Ha olvidado “La lotería de Babilonia” sin dejar de admirar la pluma de Borges; ha olvidado al Consejero de “La guerra del fin del mundo” sin eludir la crítica a Vargas Llosa. Ya no se acuerda de los principios liberales de “La riqueza de las naciones”; sin embargo, su mente reconoce  a Pitágoras como creador de la Economía y no a Adam Smith. Permanece en él el concepto central del indigenismo y sabe que existe diferencia con la postura indigenista. Puede ver una foto de Arguedas y, detrás de ella, puede imaginarse algún paisaje andino o reconocer el sonido de un zumbayllu. Es que el olvido parece ser que tiene en sí una sinrazón, donde el concepto y la experiencia permanecen, mas no los detalles o circunstancias precisas.

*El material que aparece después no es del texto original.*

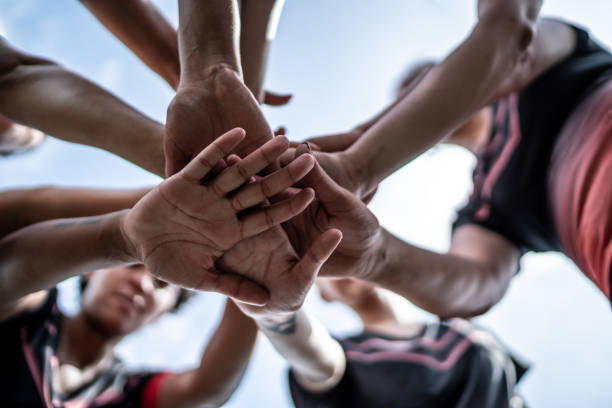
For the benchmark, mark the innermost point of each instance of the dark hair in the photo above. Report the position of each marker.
(414, 75)
(181, 299)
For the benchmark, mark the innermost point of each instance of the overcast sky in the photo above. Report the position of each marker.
(341, 59)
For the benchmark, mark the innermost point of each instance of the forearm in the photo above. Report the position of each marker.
(259, 23)
(144, 30)
(20, 208)
(42, 255)
(209, 36)
(46, 96)
(222, 366)
(316, 359)
(446, 97)
(444, 284)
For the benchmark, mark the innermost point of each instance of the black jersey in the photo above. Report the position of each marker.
(29, 341)
(511, 195)
(447, 365)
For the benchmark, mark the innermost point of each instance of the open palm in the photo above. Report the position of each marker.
(184, 225)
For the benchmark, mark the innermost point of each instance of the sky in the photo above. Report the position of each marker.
(341, 59)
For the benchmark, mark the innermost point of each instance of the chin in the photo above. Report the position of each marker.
(114, 324)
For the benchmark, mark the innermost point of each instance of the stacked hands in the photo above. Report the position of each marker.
(217, 226)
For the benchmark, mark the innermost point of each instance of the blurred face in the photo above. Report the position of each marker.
(121, 300)
(348, 291)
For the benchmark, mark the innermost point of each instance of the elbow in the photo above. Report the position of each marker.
(511, 34)
(479, 297)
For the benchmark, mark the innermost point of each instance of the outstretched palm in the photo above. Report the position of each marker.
(335, 207)
(268, 258)
(183, 226)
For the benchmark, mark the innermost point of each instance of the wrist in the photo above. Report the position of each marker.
(121, 247)
(359, 172)
(379, 261)
(277, 322)
(214, 65)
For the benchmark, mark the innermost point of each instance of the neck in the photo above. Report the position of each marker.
(474, 134)
(379, 315)
(84, 343)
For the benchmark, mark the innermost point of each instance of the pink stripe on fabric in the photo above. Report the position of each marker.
(107, 396)
(404, 345)
(502, 160)
(77, 403)
(412, 357)
(51, 328)
(31, 360)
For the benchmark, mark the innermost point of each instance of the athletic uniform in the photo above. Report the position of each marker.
(29, 343)
(525, 182)
(447, 365)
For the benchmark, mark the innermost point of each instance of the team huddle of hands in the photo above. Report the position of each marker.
(232, 218)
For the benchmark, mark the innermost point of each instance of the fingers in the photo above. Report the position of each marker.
(241, 289)
(319, 252)
(280, 131)
(274, 99)
(204, 162)
(175, 159)
(269, 217)
(242, 171)
(326, 189)
(273, 184)
(335, 143)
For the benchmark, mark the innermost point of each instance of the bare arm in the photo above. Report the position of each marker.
(144, 30)
(181, 225)
(20, 208)
(46, 96)
(498, 44)
(221, 368)
(209, 35)
(468, 280)
(41, 255)
(259, 23)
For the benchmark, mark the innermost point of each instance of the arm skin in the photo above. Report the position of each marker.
(144, 30)
(464, 282)
(467, 281)
(46, 96)
(221, 368)
(439, 103)
(212, 97)
(179, 226)
(20, 208)
(155, 41)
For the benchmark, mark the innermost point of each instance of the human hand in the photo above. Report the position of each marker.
(184, 225)
(335, 207)
(269, 259)
(204, 109)
(330, 153)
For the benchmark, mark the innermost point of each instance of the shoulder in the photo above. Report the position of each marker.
(31, 304)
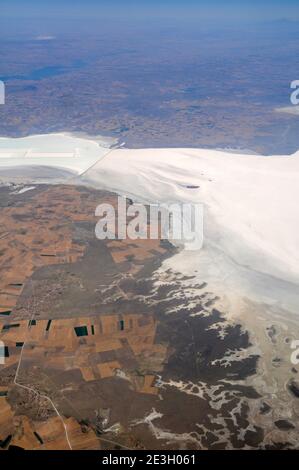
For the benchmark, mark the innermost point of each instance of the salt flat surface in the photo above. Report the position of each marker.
(251, 216)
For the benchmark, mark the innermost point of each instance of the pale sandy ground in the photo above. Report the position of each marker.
(250, 256)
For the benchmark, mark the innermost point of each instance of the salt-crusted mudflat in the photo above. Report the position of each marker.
(251, 216)
(249, 261)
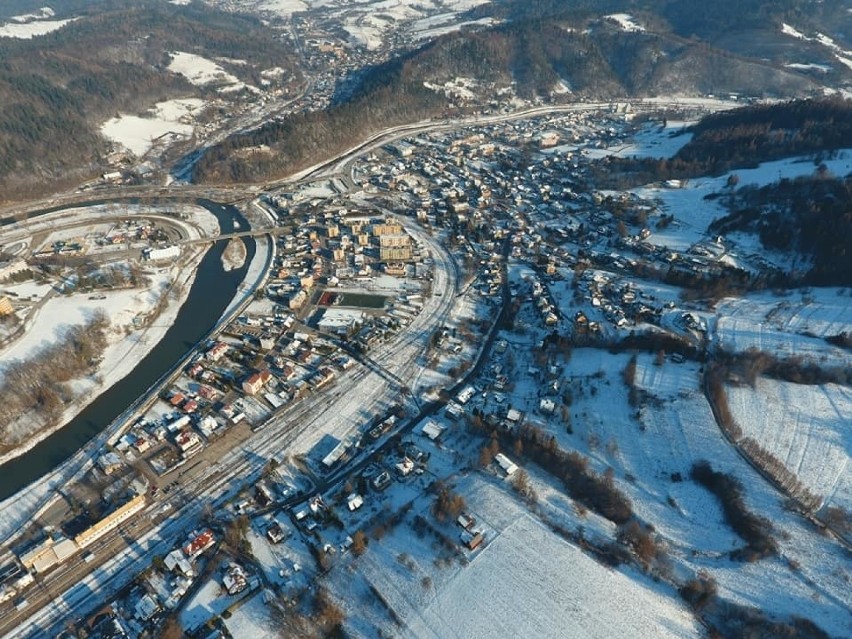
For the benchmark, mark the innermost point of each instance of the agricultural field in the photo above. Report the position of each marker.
(795, 325)
(806, 427)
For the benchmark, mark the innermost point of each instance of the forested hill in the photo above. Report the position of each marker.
(768, 132)
(58, 89)
(708, 21)
(742, 138)
(532, 58)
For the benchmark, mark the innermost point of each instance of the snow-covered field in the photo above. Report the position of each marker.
(253, 619)
(842, 55)
(368, 22)
(693, 214)
(626, 22)
(809, 428)
(30, 30)
(126, 347)
(651, 450)
(32, 25)
(138, 134)
(526, 582)
(655, 141)
(203, 72)
(786, 327)
(807, 579)
(566, 594)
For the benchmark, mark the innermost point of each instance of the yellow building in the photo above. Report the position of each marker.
(6, 307)
(395, 254)
(394, 241)
(110, 522)
(387, 229)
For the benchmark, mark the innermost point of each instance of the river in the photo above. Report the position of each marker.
(211, 292)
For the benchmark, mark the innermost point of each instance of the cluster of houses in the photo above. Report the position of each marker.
(140, 610)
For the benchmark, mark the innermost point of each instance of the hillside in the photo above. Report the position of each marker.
(533, 60)
(811, 216)
(742, 138)
(58, 89)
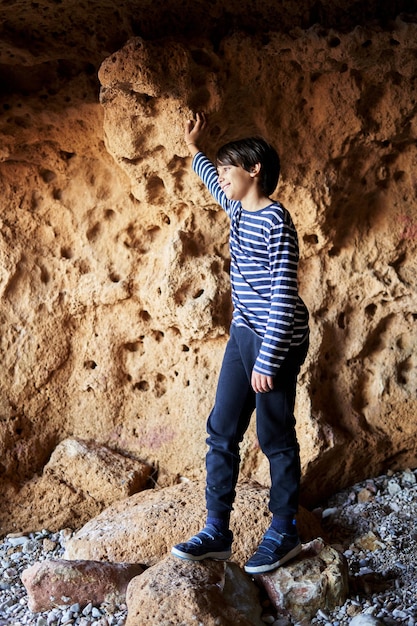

César Díaz es el nombre que por momentos ha dejado de pronunciar, el olvido es  una constante en su vida. Tiene aún cientos  de lectores, a los cuales apasiona su poesía y su buena crítica de la realidad del país, plasmada en varios artículos y en un ensayo llamado “Perú: Realidad y futuro”.
Cada día transcurre entre un desayuno ligero, un abrazo de su esposa, una llamada de su hija Sofía –que muchas veces es breve–, porque César percibe la tristeza de ella, cuando lo escucha  tartamudear para recordar.
Los martes por la tarde lo visita Julio Aréstegui, un alumno suyo de la San Agustín. César en sus ochenta y dos años  y Julio en sus cuarenta. Ambos entablan un diálogo, entre café americano y unos pocos cigarrillos. Uno de esos tantos diálogos…
–Don César, ¿cree usted que debe uno tenerle miedo al olvido?
– No. Nadie es un Funes Memorioso. Prefiero tenerle miedo al miedo, eso es menos controlable. Simplemente se vive con lo que uno tiene en su mente.
Díaz se pregunta:¿cómo llenar el olvido? Le es lógico que en la mente se produce un vacío y ante las interrogantes familiares hace un esfuerzo por recordar. Cuando no hay  éxito en tal intento, la angustia y la ansiedad lo atormentan. Desea recordar las primeras travesuras y complicidades con su hermano Augusto, pero se queda con una emoción en el alma y la tristeza que genera el olvido. Anhela recordar los primeros pasos de la pequeña Sofía para reírse por momentos, pero se queda con la emoción paternal y una lágrima que irónicamente lo apacigua. Desea recordar el patio del colegio, los almuerzos dominicales con picante arequipeño, los abrazos con su madre… Desea evocar tantos momentos porque César Díaz es poeta y los poetas desean muchas cosas en el alma, son persistentes, su voluntad espiritual es mayor que la del hombre que es víctima de la rutina y del tiempo que le toca vivir.
Conocí a César Díaz una tarde que no he olvidado, hace cinco años atrás. Hoy, tengo en mi mente sucesos cortos que he empezado a olvidar.